KEYWORDS: Animal models; Cognitive impairment; Gene therapy; Neurodegenerative disorder; Oxidative stress
Download this article as:Copy the following to cite this article: Udavant P. B, Sable R. R, Khairnar S. J, Chavan S. R, Torane A. P, Kanade G. N, Ahmed M. T. R. A Review on Neurodegenerative Diseases with their Suitable Animal Models. Biosci Biotech Res Asia 2022;19(3). |
Copy the following to cite this URL: Udavant P. B, Sable R. R, Khairnar S. J, Chavan S. R, Torane A. P, Kanade G. N, Ahmed M. T. R. A Review on Neurodegenerative Diseases with their Suitable Animal Models. Biosci Biotech Res Asia 2022;19(3). Available from: https://bit.ly/3LwlH7k |
Introduction
The neurodegenerative disease is a global concern, the tremendous population have affected by this disease. Treatment to this condition is considered as a financial burden1. Only Alzheimer’s patient number is around 46 million globally. And this number expected to go beyond 132.5 million by 20502. The number of pathogenic condition ruinous to neurodegeneration and progression of such condition result into disability and death of patient. These ruinous condition involve Parkinson’s disease, Frontotemporal dementia, Alzheimer’s and ALS i.e., amyotrophic lateral sclerosis. Most of patient with neurodegenerative disorder have no direct link with genetic cause.
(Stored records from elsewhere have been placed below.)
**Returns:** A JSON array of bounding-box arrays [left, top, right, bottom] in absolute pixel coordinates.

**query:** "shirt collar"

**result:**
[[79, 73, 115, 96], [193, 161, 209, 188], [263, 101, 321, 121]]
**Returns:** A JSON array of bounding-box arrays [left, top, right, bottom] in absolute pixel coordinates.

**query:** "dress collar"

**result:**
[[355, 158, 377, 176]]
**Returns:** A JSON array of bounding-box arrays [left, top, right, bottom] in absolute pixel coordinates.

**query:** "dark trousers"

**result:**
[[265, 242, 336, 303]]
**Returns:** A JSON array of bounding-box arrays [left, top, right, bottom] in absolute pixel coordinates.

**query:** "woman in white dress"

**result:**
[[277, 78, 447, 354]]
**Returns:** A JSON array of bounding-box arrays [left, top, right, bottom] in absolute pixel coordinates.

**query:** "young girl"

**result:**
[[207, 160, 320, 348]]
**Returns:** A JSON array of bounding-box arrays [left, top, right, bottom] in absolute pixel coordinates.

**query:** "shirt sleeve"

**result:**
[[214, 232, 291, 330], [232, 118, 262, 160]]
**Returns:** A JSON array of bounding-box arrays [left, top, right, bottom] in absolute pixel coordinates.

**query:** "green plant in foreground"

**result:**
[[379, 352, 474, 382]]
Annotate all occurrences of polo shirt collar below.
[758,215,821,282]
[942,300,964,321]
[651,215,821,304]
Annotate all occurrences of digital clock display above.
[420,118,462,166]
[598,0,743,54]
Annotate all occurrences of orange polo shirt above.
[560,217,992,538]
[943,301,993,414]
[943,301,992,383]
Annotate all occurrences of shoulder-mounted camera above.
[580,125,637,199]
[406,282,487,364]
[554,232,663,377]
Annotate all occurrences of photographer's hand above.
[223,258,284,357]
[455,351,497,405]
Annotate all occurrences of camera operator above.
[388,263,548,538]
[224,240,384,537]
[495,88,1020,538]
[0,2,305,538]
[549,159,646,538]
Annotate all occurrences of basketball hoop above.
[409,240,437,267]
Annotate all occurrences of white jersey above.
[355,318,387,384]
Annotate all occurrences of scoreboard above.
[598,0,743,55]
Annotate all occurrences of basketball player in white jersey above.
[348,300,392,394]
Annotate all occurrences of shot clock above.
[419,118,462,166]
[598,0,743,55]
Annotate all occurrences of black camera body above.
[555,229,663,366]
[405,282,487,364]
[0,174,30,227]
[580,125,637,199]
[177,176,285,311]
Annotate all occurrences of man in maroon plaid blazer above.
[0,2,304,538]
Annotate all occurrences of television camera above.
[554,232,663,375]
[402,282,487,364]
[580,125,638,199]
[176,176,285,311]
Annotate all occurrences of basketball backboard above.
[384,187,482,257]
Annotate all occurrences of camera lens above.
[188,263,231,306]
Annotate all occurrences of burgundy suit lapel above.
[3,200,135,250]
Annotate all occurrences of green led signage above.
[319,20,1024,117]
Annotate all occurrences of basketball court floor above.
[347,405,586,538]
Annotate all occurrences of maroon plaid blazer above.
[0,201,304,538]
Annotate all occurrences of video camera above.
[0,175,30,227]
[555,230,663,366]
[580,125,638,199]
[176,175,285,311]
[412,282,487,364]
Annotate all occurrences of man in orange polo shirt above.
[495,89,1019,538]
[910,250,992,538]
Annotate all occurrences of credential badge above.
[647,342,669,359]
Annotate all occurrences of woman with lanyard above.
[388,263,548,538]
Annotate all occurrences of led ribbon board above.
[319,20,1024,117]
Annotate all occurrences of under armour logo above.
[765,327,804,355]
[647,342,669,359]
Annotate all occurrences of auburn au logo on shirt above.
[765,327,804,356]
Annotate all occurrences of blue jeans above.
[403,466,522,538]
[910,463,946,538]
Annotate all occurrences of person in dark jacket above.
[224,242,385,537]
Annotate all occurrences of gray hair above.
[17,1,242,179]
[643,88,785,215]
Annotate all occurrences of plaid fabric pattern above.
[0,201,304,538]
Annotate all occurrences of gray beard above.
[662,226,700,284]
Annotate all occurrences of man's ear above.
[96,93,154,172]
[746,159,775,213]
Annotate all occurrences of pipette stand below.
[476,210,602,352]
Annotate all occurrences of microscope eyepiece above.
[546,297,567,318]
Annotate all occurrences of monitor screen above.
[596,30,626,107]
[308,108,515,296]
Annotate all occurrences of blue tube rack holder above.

But there are some genetic risk factors that influences these conditions3. The animal models are used to study the pathophysiology of disease and their treatment. But issues with these models are they are not exactly similar to that of human diseases. The pathological symptoms they were showing rightly but there is missing the chain of complete step by step occurrence of pathophysiologic changes. However, developing new animal models allow brief understanding of disease at cellular and molecular level. Mouse as animal model gave weak estimation to drug efficacy. This is not the limitation to animal models. Instead of this give scope to discover more animal models using different rodent and non-rodent. The demonstration of human cellular model of neuron degeneration are having disadvantages like missing of maturation process, missing of neuronal circuit and absence of cellular, neuronal components, absence of glia cells4. Using naturally found animals as an animal model was discovered 100 years ago and now there is great improvement in health science 5, 6. More than 100 of diseases that found in dogs and cats having likeness to humans7. The cancer etiologies are also similar to humans that are described by their genetic characteristics and environment8. Some reports suggest that pathophysiology of human and disease etiology are similar to dogs and cats. This facilitates knowing possible preventive majors, identifying risk factors and understanding disease etiology9. Duration of life of canine and feline are short compared to humans hence it does not cover full history, etiology of disease in their short life cycle.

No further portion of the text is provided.